Charaudeau e Maingueneau (2006, p. 108) afirmam, ainda, que essa comunidade de “fala restrita” organiza-se em torno da formação de discursos que parecem deixar em
segundo plano divergências de relacionamento ou de opiniões, uma vez que o
compartilhamento do mesmo discurso aplicado em gêneros comuns parece ser o que
define tal comunidade. No caso dos fóruns, temos um discurso acadêmico, oriundo de
uma comunidade discursiva acadêmica.
Nesse sentido, os fóruns de discussão ora analisados possuem um propósito
comunicativo bastante evidenciado na prática discursiva, que é a reflexão a respeito de
conteúdos ministrados ao longo da disciplina, em que o professor é o mediador
institucional, avaliativo, o especialista que tem por função provocar a discussão dos
coparticipante da construção coletiva de conhecimento, que se dá por meio da interação
e não apenas pela transmissão dos conteúdos.
Nesse momento, cabe uma observação importante no que tange à tradição na
classificação de algum texto enquanto gênero, que é exatamente a questão do propósito
comunicativo. Hemais e Biasi-Rodrigues (2005, p.118), com base na proposta
sociorretórica de John M. Swales, afirmam o seguinte:
O conceito de propósito comunicativo, em sua concepção original, é o critério privilegiado na definição de gênero, embasa o gênero e determina não apenas a sua estrutura esquemática, mas também as escolhas em torno de conteúdo e estilo. [...] Em 1990, Swales já discutia a dificuldade de identificar com precisão o conceito de propósito comunicativo, especialmente a dificuldade de identificar claramente o propósito de um exemplar de gênero. Ao reavaliar o problema, Askehave & Swales entendem que o propósito comunicativo é menos visível do que a forma, e portanto, dificilmente servirá como critério básico para a conceituação de um gênero. [...] os membros mais experientes exploram o gênero, manipulando os elementos de intenção, posicionamento, forma e função para as suas intenções pessoais, e o fazem dentro dos propósitos socialmente reconhecidos. (HEMAIS e BIASI-RODRIGUES, 2005, p.118).

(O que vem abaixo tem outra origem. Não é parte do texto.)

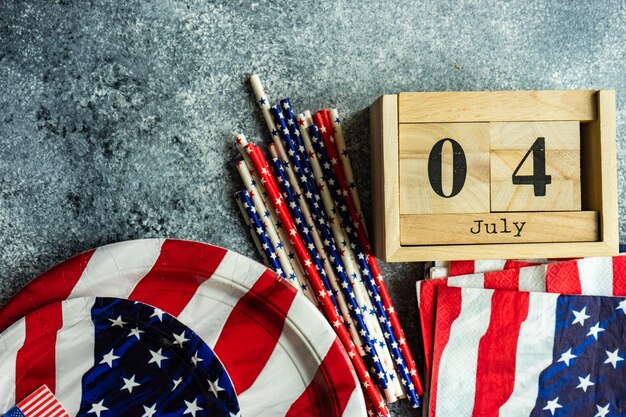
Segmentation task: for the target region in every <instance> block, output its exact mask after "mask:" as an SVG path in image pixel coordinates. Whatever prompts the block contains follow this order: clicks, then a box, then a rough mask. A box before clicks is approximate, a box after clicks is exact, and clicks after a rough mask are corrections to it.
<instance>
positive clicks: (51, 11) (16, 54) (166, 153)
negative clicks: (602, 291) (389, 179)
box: [0, 0, 626, 416]
mask: <svg viewBox="0 0 626 417" xmlns="http://www.w3.org/2000/svg"><path fill="white" fill-rule="evenodd" d="M625 21H626V3H624V2H623V1H587V2H582V1H563V2H550V1H528V0H515V1H493V0H491V1H473V0H461V1H458V2H457V1H448V0H446V1H439V2H433V3H432V4H427V3H422V2H417V1H409V0H407V1H393V2H384V1H370V0H361V1H358V2H347V1H329V2H318V1H309V2H289V1H282V2H272V3H269V2H249V1H239V2H235V1H225V2H208V1H187V2H182V1H180V2H178V1H170V0H159V1H154V2H149V1H136V0H125V1H108V2H107V1H93V0H92V1H61V0H59V1H49V0H45V1H44V0H41V1H11V0H2V1H0V271H1V274H2V275H1V278H0V303H2V302H4V301H6V300H7V299H8V297H10V296H11V295H12V294H13V293H15V291H17V289H18V288H19V287H20V286H21V285H23V284H25V283H26V282H28V280H30V279H31V278H32V277H34V276H36V275H37V274H39V273H41V272H43V271H45V270H46V269H48V268H49V267H51V266H53V265H54V264H56V263H57V262H60V261H62V260H63V259H65V258H68V257H70V256H72V255H75V254H77V253H79V252H81V251H84V250H86V249H89V248H92V247H94V246H98V245H102V244H106V243H111V242H116V241H120V240H126V239H136V238H142V237H157V236H159V237H161V236H169V237H176V238H185V239H195V240H201V241H206V242H211V243H214V244H217V245H222V246H226V247H228V248H230V249H234V250H236V251H239V252H241V253H244V254H246V255H249V256H252V257H256V254H255V250H254V248H253V245H252V243H251V240H250V238H249V236H248V234H247V231H246V230H245V229H244V226H243V224H242V222H241V220H240V215H239V212H238V211H237V207H236V205H235V204H234V201H233V198H232V194H233V193H234V192H235V191H237V190H238V189H239V188H240V183H239V181H238V177H237V174H236V171H235V169H234V167H233V163H234V162H235V161H237V160H238V159H239V156H238V153H237V151H236V149H235V147H234V146H233V144H232V138H233V134H234V133H236V132H243V133H245V134H247V135H248V136H249V137H252V138H255V139H256V140H262V139H264V138H265V137H266V132H265V129H264V126H263V125H262V124H261V119H260V117H259V114H258V112H257V111H256V108H255V106H254V103H253V99H252V93H251V91H250V88H249V86H248V84H247V77H248V76H249V74H251V73H252V72H258V73H259V74H260V75H261V77H262V79H263V80H264V81H265V85H266V89H267V91H268V93H269V94H270V95H271V98H274V99H278V98H281V97H285V96H288V97H291V99H292V101H293V103H294V105H295V106H296V107H297V108H298V109H300V110H304V109H311V110H316V109H318V108H320V107H323V106H329V105H334V106H337V107H338V108H339V111H340V112H341V113H342V114H343V117H344V122H345V130H346V134H347V140H348V145H349V150H350V152H351V154H352V158H353V162H354V165H355V169H356V173H357V174H358V177H359V179H358V186H359V190H360V192H361V195H362V198H363V203H364V207H365V210H366V213H367V214H368V215H369V214H370V207H371V204H370V193H369V188H370V176H369V172H370V170H369V146H368V134H369V132H368V118H369V116H368V112H367V108H368V106H369V105H370V104H371V103H372V102H373V101H374V100H375V99H376V98H377V97H378V96H379V95H381V94H382V93H393V92H398V91H447V90H450V91H457V90H498V89H504V90H507V89H576V88H592V89H600V88H614V89H616V90H617V98H618V109H617V120H618V129H617V132H618V153H619V160H620V163H619V167H620V181H619V184H620V191H619V192H620V200H621V201H624V199H625V197H626V195H625V192H624V184H625V180H626V178H625V176H626V167H625V163H624V162H625V161H626V142H625V141H624V138H623V132H624V120H625V117H624V116H625V112H626V106H625V100H624V97H625V95H626V71H625V62H626V41H625V40H626V24H625V23H624V22H625ZM620 209H621V211H622V213H623V211H624V203H620ZM620 221H621V228H620V230H621V236H622V237H626V221H625V219H624V217H623V215H622V216H620ZM511 255H512V256H513V255H514V254H511ZM384 272H386V276H387V279H388V282H389V285H390V287H391V290H392V291H393V297H394V299H395V301H396V303H397V307H398V310H399V311H400V314H401V317H402V319H403V321H404V324H405V327H406V330H407V332H408V333H409V335H410V337H411V341H412V347H413V348H414V350H415V351H416V352H417V351H419V346H418V343H417V339H418V333H417V319H416V308H415V295H414V282H415V280H416V279H417V278H418V277H419V276H421V274H422V266H421V265H420V264H403V265H390V264H387V265H384ZM418 356H421V355H419V354H418ZM393 409H394V410H395V411H396V413H395V415H402V416H405V415H406V416H408V415H414V414H415V413H411V411H410V409H409V408H408V406H407V404H402V405H400V406H398V407H394V408H393Z"/></svg>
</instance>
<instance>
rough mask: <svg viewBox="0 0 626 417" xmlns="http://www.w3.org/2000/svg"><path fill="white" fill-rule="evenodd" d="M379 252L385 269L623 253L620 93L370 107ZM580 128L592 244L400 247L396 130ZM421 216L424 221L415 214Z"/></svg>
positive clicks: (523, 97)
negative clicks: (473, 128)
mask: <svg viewBox="0 0 626 417" xmlns="http://www.w3.org/2000/svg"><path fill="white" fill-rule="evenodd" d="M370 118H371V119H370V121H371V153H372V201H373V212H374V213H373V214H374V221H373V224H374V249H375V253H376V255H377V256H379V257H380V258H382V259H383V260H385V261H388V262H407V261H434V260H461V259H508V258H567V257H582V256H605V255H613V254H616V253H617V251H618V241H619V237H618V214H617V157H616V140H615V92H614V91H613V90H585V91H511V92H463V93H400V94H398V95H384V96H382V97H380V98H379V99H378V100H377V101H376V102H375V103H374V104H373V105H372V106H371V108H370ZM556 120H579V121H580V122H581V184H582V210H584V211H596V212H597V213H598V225H597V236H598V238H597V240H596V241H592V242H556V243H507V244H463V245H461V244H440V245H402V244H401V239H400V235H401V233H400V230H401V216H400V204H399V169H398V165H399V155H398V146H399V145H398V143H399V136H398V131H399V124H400V123H437V122H441V123H444V122H479V121H556ZM415 216H419V215H415Z"/></svg>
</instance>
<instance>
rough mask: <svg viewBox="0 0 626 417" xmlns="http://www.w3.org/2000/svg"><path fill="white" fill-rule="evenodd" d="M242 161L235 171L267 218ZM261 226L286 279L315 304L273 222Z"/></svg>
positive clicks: (306, 278) (316, 303)
mask: <svg viewBox="0 0 626 417" xmlns="http://www.w3.org/2000/svg"><path fill="white" fill-rule="evenodd" d="M242 162H243V161H241V162H238V163H237V164H236V165H237V171H238V172H239V175H240V177H241V180H242V182H243V183H244V185H245V187H246V191H247V193H246V194H247V197H248V198H249V199H250V200H251V201H252V205H253V208H254V211H255V212H256V213H257V215H258V213H264V214H263V215H264V216H265V217H267V218H269V217H271V215H270V210H269V209H268V207H266V206H265V204H263V201H262V200H261V197H260V196H259V194H258V193H255V192H254V191H255V185H254V184H253V182H254V181H253V179H252V176H251V175H250V173H249V171H248V169H247V168H246V166H245V164H243V163H242ZM268 220H271V219H268ZM262 226H263V229H264V230H265V232H266V233H267V236H268V239H269V241H270V244H271V245H272V247H273V252H275V254H276V256H277V257H278V262H279V264H280V266H281V269H282V270H283V271H284V274H285V278H287V280H288V281H290V282H291V283H292V284H293V285H294V286H296V287H297V288H298V289H299V290H300V291H301V292H303V293H304V295H305V296H306V297H307V298H308V299H309V300H311V302H312V303H313V304H314V305H317V301H316V299H315V296H314V295H313V294H311V291H310V290H309V282H308V280H307V278H306V276H305V275H304V273H302V274H296V273H295V271H294V270H293V268H292V264H291V262H290V261H289V256H288V255H287V254H286V253H285V250H284V246H285V243H284V241H283V240H282V239H280V237H279V236H278V234H277V231H276V228H275V225H274V223H272V221H267V222H262ZM287 242H288V241H287ZM296 262H297V261H296Z"/></svg>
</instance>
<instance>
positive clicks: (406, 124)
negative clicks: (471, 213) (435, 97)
mask: <svg viewBox="0 0 626 417" xmlns="http://www.w3.org/2000/svg"><path fill="white" fill-rule="evenodd" d="M399 132H400V141H399V145H398V146H399V153H400V168H399V172H400V214H424V213H429V214H430V213H480V212H488V211H489V124H488V123H435V124H426V123H420V124H401V125H400V127H399ZM453 141H454V142H453Z"/></svg>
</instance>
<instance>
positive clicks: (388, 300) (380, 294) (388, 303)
mask: <svg viewBox="0 0 626 417" xmlns="http://www.w3.org/2000/svg"><path fill="white" fill-rule="evenodd" d="M316 117H317V120H319V122H320V124H322V125H324V124H326V127H330V117H329V114H328V111H325V110H323V111H321V112H318V114H316ZM322 127H324V126H322ZM325 131H326V133H325V134H324V135H322V138H323V140H324V141H325V143H326V148H325V149H326V150H327V151H328V152H329V157H330V162H331V163H332V165H331V168H332V170H333V172H334V173H335V175H336V178H335V179H336V180H337V181H338V184H339V188H340V189H339V192H340V194H341V195H343V196H345V197H346V199H345V201H346V205H347V210H348V212H349V214H350V218H351V220H352V224H353V225H354V229H355V230H352V232H353V233H354V234H355V235H356V236H357V237H358V241H359V242H360V243H361V246H362V247H363V248H364V250H365V253H366V260H367V263H368V265H369V267H370V269H371V272H372V275H373V276H374V278H375V280H376V282H377V283H378V286H379V289H380V295H381V297H382V301H383V305H384V306H385V309H386V310H387V312H388V313H389V317H390V319H391V324H392V328H393V329H394V332H395V336H396V338H397V339H398V341H399V342H400V348H401V351H402V354H403V355H404V357H405V359H406V362H407V368H408V369H409V373H410V375H411V378H412V380H413V384H414V385H415V387H416V389H417V392H418V393H419V394H421V393H423V387H422V383H421V380H420V378H419V375H418V373H417V367H416V366H415V361H414V360H413V355H412V354H411V351H410V349H409V347H408V345H407V344H406V338H405V336H404V331H403V330H402V326H401V325H400V320H399V318H398V315H397V313H396V311H395V308H394V307H393V303H392V301H391V297H390V296H389V292H388V290H387V285H386V284H385V281H384V279H383V277H382V274H381V272H380V267H379V266H378V261H377V260H376V257H375V256H374V255H373V254H372V252H371V246H370V244H369V239H368V237H367V234H366V233H365V226H364V225H363V222H362V221H361V219H359V217H358V214H357V210H356V206H355V204H354V201H353V200H352V197H351V195H350V192H349V191H348V188H349V187H348V186H347V182H346V179H345V176H344V175H343V170H342V169H341V168H340V167H339V165H338V162H339V158H338V157H337V153H338V152H337V148H336V146H335V144H334V138H333V137H332V134H331V131H329V130H327V129H325Z"/></svg>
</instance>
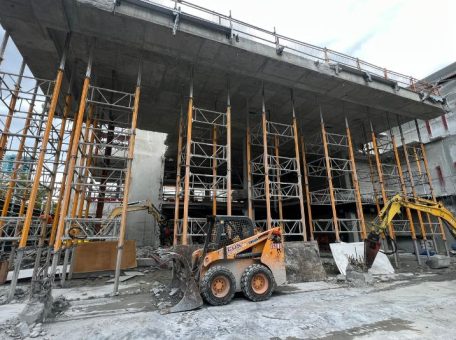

Com base nessas palavras, reconheço que o propósito comunicativo do fórum
pode, via de regra, variar conforme os participantes ou até mesmo a partir do olhar de
diferentes papéis sociais. O aluno, por exemplo, pode enxergar no fórum uma
oportunidade de obter nota, em vez de construir conhecimento em coautoria com os
colegas e com o professor. No entanto, essas diferentes perspectivas no que tange ao
propósito discursivo do fórum não parecem afetar a sua constituição como gênero.
Assim, a partir dos autores abordados nesta seção, podemos propor que o fórum
i) Marcuschi (2005) : é fruto do trabalho coletivo, onde todos os participantes
constroem e reconstroem o texto, estabilizando a atividade comunicativa.
Além disso, é por onde a comunicação se realiza efetivamente entre esses
participantes, adaptando-se às suas necessidades comunicativas daquele
momento, naquele contexto;
ii) Swales (1990) : é uma categoria do discurso pedagógico-acadêmico,
desenvolvido por comunidades discursivas específicas com um propósito
comunicativo relativamente definido;
iii) Bronckart (1999) : é um mecanismo de socialização e de inserção dos alunos
juntamente com o professor, inserindo esses participantes na atividade
comunicativa;
iv) Bonini (2001) : reflete os padrões culturais e interacionais de uma geração cada
vez mais digital, onde a educação e suas abordagens vêm mudando
consideravelmente, a partir da migração – em certo sentido – para alguns
gêneros digitais.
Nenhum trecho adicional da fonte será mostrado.